料理の腕もよかったのだろう。とても美味しかった。
古代ローマの人々にも、魚醤は好まれていたようである。
プリニウス(Plinius, 23-79AD)の『博物誌』(Naturalis historia)には
次のように記されている(31.43)。
更にひとつ、卓越した液体がある。
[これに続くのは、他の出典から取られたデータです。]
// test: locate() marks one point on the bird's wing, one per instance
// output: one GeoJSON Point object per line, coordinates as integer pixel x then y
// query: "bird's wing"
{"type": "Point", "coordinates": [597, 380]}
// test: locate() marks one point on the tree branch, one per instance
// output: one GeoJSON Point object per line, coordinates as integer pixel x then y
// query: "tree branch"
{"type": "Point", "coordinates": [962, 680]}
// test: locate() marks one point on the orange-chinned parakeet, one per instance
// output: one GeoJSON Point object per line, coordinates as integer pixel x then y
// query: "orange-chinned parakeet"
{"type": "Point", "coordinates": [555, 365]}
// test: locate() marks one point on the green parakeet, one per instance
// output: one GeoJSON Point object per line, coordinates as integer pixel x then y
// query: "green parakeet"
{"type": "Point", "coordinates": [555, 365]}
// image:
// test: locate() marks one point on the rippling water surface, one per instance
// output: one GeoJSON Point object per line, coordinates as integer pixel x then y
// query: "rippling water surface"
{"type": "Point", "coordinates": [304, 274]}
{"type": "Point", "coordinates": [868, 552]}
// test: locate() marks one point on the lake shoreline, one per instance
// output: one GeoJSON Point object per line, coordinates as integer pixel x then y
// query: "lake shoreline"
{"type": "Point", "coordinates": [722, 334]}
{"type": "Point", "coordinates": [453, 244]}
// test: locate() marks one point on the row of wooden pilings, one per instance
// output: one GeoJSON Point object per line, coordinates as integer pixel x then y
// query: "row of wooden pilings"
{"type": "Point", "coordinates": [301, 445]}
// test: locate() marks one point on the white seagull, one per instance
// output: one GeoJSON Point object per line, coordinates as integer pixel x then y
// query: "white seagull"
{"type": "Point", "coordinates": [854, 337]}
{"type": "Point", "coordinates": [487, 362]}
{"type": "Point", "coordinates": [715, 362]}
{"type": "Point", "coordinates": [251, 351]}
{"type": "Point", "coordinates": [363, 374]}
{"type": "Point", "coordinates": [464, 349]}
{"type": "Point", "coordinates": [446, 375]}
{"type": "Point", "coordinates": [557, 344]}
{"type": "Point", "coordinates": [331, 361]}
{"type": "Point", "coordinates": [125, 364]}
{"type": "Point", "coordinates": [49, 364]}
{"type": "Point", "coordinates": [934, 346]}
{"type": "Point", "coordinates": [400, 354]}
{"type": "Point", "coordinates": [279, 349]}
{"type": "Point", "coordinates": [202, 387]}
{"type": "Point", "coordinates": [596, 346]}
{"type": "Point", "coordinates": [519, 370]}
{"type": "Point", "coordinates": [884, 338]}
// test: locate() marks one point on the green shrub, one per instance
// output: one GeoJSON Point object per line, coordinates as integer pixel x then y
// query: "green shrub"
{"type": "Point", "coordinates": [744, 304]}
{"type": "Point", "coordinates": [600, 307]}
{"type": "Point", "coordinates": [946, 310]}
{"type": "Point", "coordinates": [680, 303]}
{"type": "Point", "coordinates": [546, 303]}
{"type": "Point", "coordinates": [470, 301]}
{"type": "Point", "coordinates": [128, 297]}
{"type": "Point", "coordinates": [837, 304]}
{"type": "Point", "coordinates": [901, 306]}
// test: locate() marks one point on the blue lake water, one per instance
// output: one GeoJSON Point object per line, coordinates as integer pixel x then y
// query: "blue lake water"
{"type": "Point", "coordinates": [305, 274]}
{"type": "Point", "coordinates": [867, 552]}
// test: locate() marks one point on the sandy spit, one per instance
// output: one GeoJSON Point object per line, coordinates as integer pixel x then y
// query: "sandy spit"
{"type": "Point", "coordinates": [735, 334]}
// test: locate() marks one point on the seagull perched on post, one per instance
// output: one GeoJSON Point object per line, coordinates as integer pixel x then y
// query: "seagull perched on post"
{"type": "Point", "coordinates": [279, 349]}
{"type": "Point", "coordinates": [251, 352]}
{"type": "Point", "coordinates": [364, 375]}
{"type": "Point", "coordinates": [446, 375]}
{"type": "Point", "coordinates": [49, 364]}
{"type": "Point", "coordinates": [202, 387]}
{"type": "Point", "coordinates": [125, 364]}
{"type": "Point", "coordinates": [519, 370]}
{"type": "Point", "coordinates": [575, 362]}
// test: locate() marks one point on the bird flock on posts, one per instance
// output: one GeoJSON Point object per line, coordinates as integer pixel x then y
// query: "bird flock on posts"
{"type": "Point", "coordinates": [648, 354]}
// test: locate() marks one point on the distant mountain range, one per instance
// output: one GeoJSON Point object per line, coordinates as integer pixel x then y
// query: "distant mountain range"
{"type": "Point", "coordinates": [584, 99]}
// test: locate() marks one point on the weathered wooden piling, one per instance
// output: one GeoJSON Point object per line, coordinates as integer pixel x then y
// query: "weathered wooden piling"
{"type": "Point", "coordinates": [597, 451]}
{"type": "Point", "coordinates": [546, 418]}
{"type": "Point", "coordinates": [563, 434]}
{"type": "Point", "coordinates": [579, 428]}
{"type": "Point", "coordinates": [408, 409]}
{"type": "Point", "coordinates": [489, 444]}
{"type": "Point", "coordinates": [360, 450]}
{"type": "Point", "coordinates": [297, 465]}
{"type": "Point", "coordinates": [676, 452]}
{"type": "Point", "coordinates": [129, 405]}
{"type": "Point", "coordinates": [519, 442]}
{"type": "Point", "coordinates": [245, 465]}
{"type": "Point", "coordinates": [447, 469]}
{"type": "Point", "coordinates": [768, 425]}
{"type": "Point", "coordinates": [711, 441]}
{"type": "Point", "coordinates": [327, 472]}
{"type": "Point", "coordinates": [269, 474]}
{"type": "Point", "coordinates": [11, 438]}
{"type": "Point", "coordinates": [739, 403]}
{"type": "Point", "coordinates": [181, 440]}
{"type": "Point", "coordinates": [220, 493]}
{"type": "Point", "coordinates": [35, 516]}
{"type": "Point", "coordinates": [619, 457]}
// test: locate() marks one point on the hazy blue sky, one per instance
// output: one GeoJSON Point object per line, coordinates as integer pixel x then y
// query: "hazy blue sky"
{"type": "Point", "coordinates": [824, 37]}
それは人々がガルムと呼んでいるもので、
魚の内臓とその他の本来なら捨てるべき部分を塩漬けにしたものである。
ガルムとはまさに、それらが腐敗して生じる液に他ならない。
腐敗して生じる液・・・こう言われては何だか食欲が失せてしまうが、
たしかに、においは強烈だもんなあ。
しかしながら、ガルムは、非常に高価なものだったらしい。
プリニウスは続けて言う。
かつてこれは、ギリシア人たちがガロスと呼んでいた魚で作られていた。
(中略) 現在は、「同志たちのガルム」という、カルタゴ・スパルタリアの
養魚場のサバで作られたものが天下一品であるとされており、
およそ2コンギウスが、銀貨1,000枚で取引されている。
香油を除けば、他のどんな液体も、これ以上の値段がつくことはまずなく、
製造者たちの名声をも高めている。
2コンギウスは約6.4リットルである。
「同志たちのガルム」(garum sociorum)が高級品だったことについては、
マルティアーリス(Martialis, 40-104頃)の『エピグランマタ』(Epigrammata)
にも記述がある(13.102)。
<同志たちのガルム>
生きのよいサバの上等の血から作られた名高いガルムを
高価な贈り物として受け取りたまえ。
高級なガルムは、宴会客への贈り物などとしても用いられていたそうである。
アピキウスの『料理帳』の料理に、いかにも気楽に使われているリクアメンが、
そんなに高価なガルムだったとはちょっと考え難い。
おそらく、ガルムにも高いものから安いものまで色々あって、
普段は比較的安価なものが用いられていたのではないだろうか。
私自身は今のところ、日常的に魚醤を使ってはいない。
しかし、良いものを1本手に入れて食堂に常備しておき、
時々古代ローマの味覚に思いを馳せるのも悪くないな、と思った。